Jesus’ final refusal solidifies for us, and for him, who he will be in this world — the one who defeats death on the cross, the one who denies the rationality of the state’s redemption.
This Lent comes on the heels of U.S. bombings across the world, in Iran, as well as Ecuador, Venezuela and Nigeria. Jesus knows that the same evil one who tempted him with world-shaping power will continue to lure us toward redemptive violence. The Lord’s Prayer alerts us to the moral and spiritual temptation of war, a temptation so great we cannot extricate ourselves from its horrifying illusion. Instead, we must be delivered.
The temptation toward war follows a familiar pattern. It begins with fear and the promise of security. It continues with appeals to necessity and responsibility. Soon, it becomes a cascade of negotiations for the greater good: regrettable violence justified in the name of a just future. We are lured toward the logic of intervention and regime change, toward compliance with the state’s urgency, toward the global pragmatism that insists violence is the only realistic option.

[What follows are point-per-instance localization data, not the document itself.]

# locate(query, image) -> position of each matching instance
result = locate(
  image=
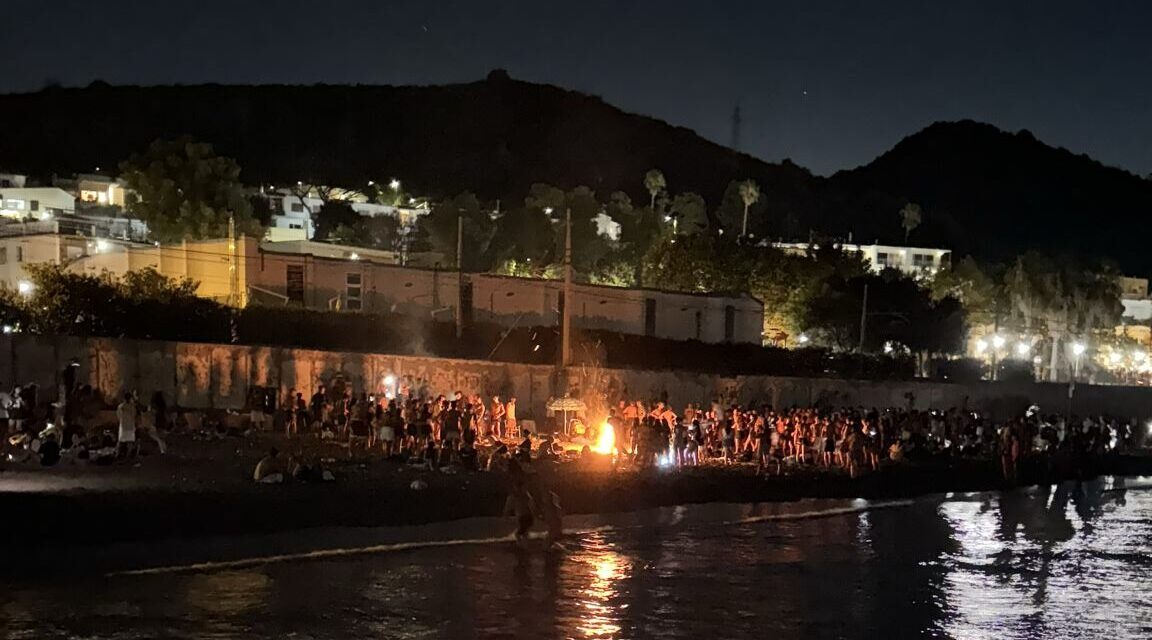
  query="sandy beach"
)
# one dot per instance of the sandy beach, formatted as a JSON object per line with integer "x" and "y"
{"x": 205, "y": 488}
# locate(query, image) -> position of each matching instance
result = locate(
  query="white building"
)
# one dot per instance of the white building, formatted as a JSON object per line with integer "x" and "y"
{"x": 58, "y": 241}
{"x": 911, "y": 260}
{"x": 35, "y": 203}
{"x": 293, "y": 214}
{"x": 325, "y": 276}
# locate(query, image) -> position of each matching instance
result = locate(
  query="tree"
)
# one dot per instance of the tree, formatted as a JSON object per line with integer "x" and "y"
{"x": 374, "y": 231}
{"x": 332, "y": 215}
{"x": 525, "y": 235}
{"x": 750, "y": 195}
{"x": 909, "y": 219}
{"x": 478, "y": 226}
{"x": 654, "y": 184}
{"x": 690, "y": 213}
{"x": 182, "y": 190}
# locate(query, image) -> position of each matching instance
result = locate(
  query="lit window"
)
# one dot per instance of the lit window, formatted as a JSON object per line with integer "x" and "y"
{"x": 354, "y": 291}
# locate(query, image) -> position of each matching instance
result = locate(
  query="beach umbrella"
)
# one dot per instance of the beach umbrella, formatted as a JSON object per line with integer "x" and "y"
{"x": 567, "y": 404}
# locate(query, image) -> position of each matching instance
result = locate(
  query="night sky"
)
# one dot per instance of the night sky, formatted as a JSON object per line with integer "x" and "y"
{"x": 828, "y": 84}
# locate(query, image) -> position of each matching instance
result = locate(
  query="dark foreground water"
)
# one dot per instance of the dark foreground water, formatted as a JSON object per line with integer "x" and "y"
{"x": 1068, "y": 562}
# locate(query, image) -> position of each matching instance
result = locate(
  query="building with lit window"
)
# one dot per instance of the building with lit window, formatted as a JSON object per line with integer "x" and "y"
{"x": 333, "y": 277}
{"x": 912, "y": 260}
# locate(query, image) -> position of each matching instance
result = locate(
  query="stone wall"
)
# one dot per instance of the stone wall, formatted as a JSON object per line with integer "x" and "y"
{"x": 220, "y": 376}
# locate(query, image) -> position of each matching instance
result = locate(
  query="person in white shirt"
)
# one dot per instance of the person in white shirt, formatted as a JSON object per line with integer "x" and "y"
{"x": 126, "y": 440}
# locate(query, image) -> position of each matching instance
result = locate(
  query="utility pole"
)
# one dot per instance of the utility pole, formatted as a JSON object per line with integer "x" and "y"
{"x": 460, "y": 274}
{"x": 566, "y": 327}
{"x": 234, "y": 297}
{"x": 233, "y": 271}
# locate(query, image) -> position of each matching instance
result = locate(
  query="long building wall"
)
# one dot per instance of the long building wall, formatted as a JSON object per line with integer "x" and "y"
{"x": 286, "y": 277}
{"x": 220, "y": 376}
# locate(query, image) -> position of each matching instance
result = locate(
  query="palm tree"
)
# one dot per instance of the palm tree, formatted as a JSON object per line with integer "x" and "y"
{"x": 750, "y": 193}
{"x": 909, "y": 219}
{"x": 654, "y": 182}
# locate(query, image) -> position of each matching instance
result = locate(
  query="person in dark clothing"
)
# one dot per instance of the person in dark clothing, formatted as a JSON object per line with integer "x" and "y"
{"x": 68, "y": 376}
{"x": 160, "y": 410}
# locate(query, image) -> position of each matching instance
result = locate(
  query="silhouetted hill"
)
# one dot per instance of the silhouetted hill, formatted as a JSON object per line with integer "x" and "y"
{"x": 493, "y": 137}
{"x": 984, "y": 191}
{"x": 993, "y": 193}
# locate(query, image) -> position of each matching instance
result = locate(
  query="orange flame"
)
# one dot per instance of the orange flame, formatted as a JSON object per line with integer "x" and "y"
{"x": 606, "y": 442}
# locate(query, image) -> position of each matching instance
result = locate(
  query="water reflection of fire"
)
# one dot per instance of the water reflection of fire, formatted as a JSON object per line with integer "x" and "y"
{"x": 606, "y": 441}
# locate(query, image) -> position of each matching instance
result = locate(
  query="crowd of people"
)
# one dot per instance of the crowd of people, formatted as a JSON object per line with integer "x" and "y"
{"x": 401, "y": 424}
{"x": 470, "y": 431}
{"x": 855, "y": 439}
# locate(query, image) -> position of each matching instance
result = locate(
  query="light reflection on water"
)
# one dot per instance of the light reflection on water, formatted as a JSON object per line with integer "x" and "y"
{"x": 605, "y": 569}
{"x": 1067, "y": 562}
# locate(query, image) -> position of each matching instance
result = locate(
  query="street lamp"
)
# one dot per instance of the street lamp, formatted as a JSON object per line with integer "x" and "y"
{"x": 1077, "y": 351}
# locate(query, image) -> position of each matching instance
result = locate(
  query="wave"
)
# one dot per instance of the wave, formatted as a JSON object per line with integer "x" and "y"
{"x": 372, "y": 549}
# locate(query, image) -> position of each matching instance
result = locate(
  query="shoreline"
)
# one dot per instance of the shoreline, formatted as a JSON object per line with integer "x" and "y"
{"x": 197, "y": 496}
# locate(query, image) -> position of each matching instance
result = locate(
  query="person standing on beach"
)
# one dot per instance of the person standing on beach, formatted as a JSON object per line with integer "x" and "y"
{"x": 510, "y": 417}
{"x": 126, "y": 437}
{"x": 520, "y": 501}
{"x": 498, "y": 416}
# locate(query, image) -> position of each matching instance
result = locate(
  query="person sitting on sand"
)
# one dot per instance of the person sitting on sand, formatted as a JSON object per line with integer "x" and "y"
{"x": 268, "y": 470}
{"x": 499, "y": 458}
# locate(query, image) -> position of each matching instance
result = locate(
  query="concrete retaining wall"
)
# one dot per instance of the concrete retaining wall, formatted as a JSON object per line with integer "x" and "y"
{"x": 220, "y": 375}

Christians who reject war are often dismissed as naive. In the Mennonite church where I worship, pacifism recognizes the reality of violence but refuses to accept its moral logic. We oppose war in all its guises because war disfigures our relationships to human and non-human creatures alike.
We cannot live within the pragmatism of war because the center of our hope is claimed in the resurrection of Jesus Christ. We have no other hope.

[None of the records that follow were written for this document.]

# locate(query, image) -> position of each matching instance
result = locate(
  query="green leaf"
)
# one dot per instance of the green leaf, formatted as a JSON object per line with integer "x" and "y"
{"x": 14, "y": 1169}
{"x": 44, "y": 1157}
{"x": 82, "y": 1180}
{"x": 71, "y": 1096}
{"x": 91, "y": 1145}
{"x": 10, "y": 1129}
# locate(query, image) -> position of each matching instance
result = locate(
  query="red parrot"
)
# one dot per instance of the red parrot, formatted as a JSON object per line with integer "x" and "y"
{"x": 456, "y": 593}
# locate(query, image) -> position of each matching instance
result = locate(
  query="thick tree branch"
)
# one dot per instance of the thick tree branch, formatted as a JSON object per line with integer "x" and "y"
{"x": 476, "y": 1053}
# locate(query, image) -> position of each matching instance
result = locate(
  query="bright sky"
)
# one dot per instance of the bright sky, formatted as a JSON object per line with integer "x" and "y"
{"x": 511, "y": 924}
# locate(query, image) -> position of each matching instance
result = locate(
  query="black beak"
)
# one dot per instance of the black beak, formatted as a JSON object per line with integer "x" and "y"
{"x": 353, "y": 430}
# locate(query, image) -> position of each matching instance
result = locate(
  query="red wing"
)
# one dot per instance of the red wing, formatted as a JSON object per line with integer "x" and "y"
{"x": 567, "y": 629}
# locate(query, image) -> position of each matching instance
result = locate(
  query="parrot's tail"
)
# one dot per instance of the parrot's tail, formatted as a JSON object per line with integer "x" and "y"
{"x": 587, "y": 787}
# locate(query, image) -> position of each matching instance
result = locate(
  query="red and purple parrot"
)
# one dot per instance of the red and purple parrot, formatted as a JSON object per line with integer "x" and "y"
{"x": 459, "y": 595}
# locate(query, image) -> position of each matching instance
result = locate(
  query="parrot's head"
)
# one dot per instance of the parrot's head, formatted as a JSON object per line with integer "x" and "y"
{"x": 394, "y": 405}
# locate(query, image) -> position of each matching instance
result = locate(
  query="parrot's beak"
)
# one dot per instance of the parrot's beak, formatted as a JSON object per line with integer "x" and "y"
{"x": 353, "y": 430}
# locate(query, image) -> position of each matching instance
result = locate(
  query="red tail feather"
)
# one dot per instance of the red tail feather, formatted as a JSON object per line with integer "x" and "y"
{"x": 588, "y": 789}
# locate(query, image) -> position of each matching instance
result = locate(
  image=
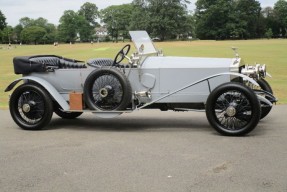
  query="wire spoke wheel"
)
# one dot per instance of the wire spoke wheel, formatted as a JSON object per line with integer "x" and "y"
{"x": 107, "y": 92}
{"x": 31, "y": 106}
{"x": 233, "y": 109}
{"x": 107, "y": 89}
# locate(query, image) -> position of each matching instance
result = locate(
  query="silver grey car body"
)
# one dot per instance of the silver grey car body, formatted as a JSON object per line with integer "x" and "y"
{"x": 158, "y": 81}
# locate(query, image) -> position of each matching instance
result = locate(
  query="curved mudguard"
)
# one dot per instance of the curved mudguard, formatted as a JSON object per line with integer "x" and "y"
{"x": 53, "y": 92}
{"x": 199, "y": 81}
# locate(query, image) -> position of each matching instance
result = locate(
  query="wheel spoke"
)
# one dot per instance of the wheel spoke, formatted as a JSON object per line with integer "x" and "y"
{"x": 240, "y": 103}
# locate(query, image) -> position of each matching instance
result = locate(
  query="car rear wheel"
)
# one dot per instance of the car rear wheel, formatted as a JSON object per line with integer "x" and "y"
{"x": 107, "y": 89}
{"x": 233, "y": 109}
{"x": 31, "y": 107}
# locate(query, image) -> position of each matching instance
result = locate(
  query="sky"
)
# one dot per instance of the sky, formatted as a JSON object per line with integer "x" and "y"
{"x": 52, "y": 10}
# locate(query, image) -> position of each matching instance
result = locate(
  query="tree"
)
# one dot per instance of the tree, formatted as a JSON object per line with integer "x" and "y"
{"x": 3, "y": 23}
{"x": 225, "y": 19}
{"x": 33, "y": 34}
{"x": 90, "y": 12}
{"x": 269, "y": 33}
{"x": 117, "y": 18}
{"x": 215, "y": 19}
{"x": 7, "y": 34}
{"x": 17, "y": 32}
{"x": 280, "y": 11}
{"x": 164, "y": 19}
{"x": 249, "y": 13}
{"x": 68, "y": 27}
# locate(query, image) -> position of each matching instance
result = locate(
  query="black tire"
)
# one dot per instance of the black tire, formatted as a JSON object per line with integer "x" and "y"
{"x": 31, "y": 107}
{"x": 66, "y": 115}
{"x": 264, "y": 85}
{"x": 107, "y": 89}
{"x": 233, "y": 109}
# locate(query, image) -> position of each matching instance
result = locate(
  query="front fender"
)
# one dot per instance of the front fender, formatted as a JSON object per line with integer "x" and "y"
{"x": 53, "y": 92}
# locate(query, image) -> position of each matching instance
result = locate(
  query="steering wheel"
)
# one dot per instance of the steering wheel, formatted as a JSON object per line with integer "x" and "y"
{"x": 122, "y": 54}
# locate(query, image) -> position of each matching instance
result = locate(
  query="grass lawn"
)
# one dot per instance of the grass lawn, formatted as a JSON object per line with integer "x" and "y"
{"x": 270, "y": 52}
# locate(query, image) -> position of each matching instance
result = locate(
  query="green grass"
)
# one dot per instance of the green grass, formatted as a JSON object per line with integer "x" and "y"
{"x": 270, "y": 52}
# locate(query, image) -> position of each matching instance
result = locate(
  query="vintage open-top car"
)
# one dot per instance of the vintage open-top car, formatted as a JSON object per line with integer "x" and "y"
{"x": 234, "y": 95}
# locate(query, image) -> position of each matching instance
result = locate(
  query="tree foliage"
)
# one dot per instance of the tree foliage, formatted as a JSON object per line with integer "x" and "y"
{"x": 33, "y": 34}
{"x": 165, "y": 19}
{"x": 117, "y": 18}
{"x": 90, "y": 12}
{"x": 280, "y": 11}
{"x": 3, "y": 23}
{"x": 78, "y": 25}
{"x": 224, "y": 19}
{"x": 161, "y": 18}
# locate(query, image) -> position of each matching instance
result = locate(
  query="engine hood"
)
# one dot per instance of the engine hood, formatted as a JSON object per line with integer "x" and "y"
{"x": 228, "y": 64}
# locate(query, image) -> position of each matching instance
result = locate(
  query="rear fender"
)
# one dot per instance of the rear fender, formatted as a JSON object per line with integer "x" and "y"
{"x": 46, "y": 85}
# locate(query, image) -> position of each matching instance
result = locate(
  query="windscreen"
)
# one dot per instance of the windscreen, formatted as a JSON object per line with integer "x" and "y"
{"x": 142, "y": 42}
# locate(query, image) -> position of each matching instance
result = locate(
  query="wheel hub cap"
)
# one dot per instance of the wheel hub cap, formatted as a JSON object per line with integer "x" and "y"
{"x": 231, "y": 111}
{"x": 106, "y": 91}
{"x": 26, "y": 108}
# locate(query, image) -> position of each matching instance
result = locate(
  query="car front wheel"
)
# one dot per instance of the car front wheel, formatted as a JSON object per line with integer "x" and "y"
{"x": 31, "y": 107}
{"x": 233, "y": 109}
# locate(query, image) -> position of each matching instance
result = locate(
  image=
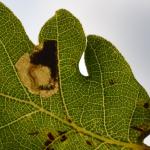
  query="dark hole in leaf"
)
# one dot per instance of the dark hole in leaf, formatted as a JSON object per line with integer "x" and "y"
{"x": 137, "y": 128}
{"x": 63, "y": 138}
{"x": 144, "y": 135}
{"x": 35, "y": 133}
{"x": 69, "y": 120}
{"x": 50, "y": 136}
{"x": 47, "y": 57}
{"x": 146, "y": 105}
{"x": 47, "y": 142}
{"x": 88, "y": 142}
{"x": 44, "y": 87}
{"x": 61, "y": 132}
{"x": 112, "y": 82}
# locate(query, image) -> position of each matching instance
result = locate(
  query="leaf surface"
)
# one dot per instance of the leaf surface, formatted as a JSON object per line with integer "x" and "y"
{"x": 108, "y": 109}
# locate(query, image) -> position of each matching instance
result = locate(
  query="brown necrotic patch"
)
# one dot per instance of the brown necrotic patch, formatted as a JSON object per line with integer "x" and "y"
{"x": 39, "y": 71}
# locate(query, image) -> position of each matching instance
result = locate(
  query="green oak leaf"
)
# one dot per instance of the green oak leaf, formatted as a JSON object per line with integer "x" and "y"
{"x": 108, "y": 110}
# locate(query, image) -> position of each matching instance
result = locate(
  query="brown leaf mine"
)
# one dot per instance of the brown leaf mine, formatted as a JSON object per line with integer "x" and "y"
{"x": 38, "y": 71}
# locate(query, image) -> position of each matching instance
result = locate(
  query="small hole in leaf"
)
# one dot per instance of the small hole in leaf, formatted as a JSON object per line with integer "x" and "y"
{"x": 63, "y": 138}
{"x": 50, "y": 136}
{"x": 61, "y": 132}
{"x": 112, "y": 82}
{"x": 82, "y": 66}
{"x": 146, "y": 105}
{"x": 47, "y": 57}
{"x": 88, "y": 142}
{"x": 147, "y": 140}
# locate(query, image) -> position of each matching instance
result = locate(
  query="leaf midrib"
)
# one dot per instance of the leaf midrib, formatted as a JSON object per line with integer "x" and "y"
{"x": 75, "y": 126}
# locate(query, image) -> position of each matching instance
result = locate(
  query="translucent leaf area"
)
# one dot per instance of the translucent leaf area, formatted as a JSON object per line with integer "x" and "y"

I first came to this conviction during the United States’ ever-expanding “war on terror.” Former President George W. Bush’s calamitous project led to the deaths of between 4.5 and 4.7 million people in Iraq, Afghanistan, Syria, Yemen and Pakistan. Some died in bombings. Millions more died in the aftermath, as economic collapse paved the way for malnutrition, the destruction of health care systems, trauma, violence and environmental contamination.

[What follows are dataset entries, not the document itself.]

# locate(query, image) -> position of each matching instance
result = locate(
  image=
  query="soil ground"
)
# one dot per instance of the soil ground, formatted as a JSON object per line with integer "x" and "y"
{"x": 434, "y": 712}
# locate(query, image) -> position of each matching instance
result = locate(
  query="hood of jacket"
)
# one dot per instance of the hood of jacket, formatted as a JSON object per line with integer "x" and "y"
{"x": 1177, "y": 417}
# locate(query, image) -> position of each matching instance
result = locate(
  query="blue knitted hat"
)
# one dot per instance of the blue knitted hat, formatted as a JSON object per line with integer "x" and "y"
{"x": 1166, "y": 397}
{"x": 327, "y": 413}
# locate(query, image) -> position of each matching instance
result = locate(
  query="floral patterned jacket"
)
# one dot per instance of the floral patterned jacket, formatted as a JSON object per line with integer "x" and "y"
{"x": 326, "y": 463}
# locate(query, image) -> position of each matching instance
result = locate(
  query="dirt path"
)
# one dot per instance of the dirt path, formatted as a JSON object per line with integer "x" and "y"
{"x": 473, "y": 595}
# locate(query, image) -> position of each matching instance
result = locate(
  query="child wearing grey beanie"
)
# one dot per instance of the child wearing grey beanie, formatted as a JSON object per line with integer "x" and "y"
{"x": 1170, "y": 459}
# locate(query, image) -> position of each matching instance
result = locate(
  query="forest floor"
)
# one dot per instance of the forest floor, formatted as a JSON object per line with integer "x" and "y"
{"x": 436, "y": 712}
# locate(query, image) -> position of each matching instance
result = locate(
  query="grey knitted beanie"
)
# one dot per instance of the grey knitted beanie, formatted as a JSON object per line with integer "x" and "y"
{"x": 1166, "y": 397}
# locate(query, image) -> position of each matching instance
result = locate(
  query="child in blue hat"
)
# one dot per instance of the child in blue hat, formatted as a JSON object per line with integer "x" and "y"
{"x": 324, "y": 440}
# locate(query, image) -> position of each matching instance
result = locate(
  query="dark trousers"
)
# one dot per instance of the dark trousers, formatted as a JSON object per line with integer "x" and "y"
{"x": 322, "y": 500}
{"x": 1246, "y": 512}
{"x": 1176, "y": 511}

Many of the children killed by war do not die in explosions. They die slowly in the years that follow.
Here is how a child dies of wasting. She begins to lose weight within a day of a caloric shortage, because growing children require more calories than do adults. To make up for the lack of food, her body burns the sugar stored in her liver. As those reserves disappear, her body begins to consume its own muscle tissue. She becomes lethargic. Her growth slows, then stops.
Her heart rate decreases. Her body temperature becomes unstable. Her blood pressure drops. At this stage she becomes far more vulnerable to infection, and the likelihood of death from sepsis, pneumonia or endemic disease increases dramatically.
If illness does not take her first, her body continues to fail. She becomes shaky and struggles to breathe. She begins to cry. If her caretaker is still alive, she draws closer to them as her body slows. Eventually,
This, too, is how modern wars kill children.
When we pray “deliver us from evil,” we are not asking to be spared abstract wickedness. We are asking to be delivered from the violence that crushes children beneath concrete and starves their bodies long after the bombs have fallen. We pray because the temptation to call such violence necessary — to accept it as the price of peace — is powerful enough to deceive even those who believe themselves righteous.
As bombs rain down, as we are drawn, as ever, into the illusion of redemptive violence, Lord deliver us from the evil one.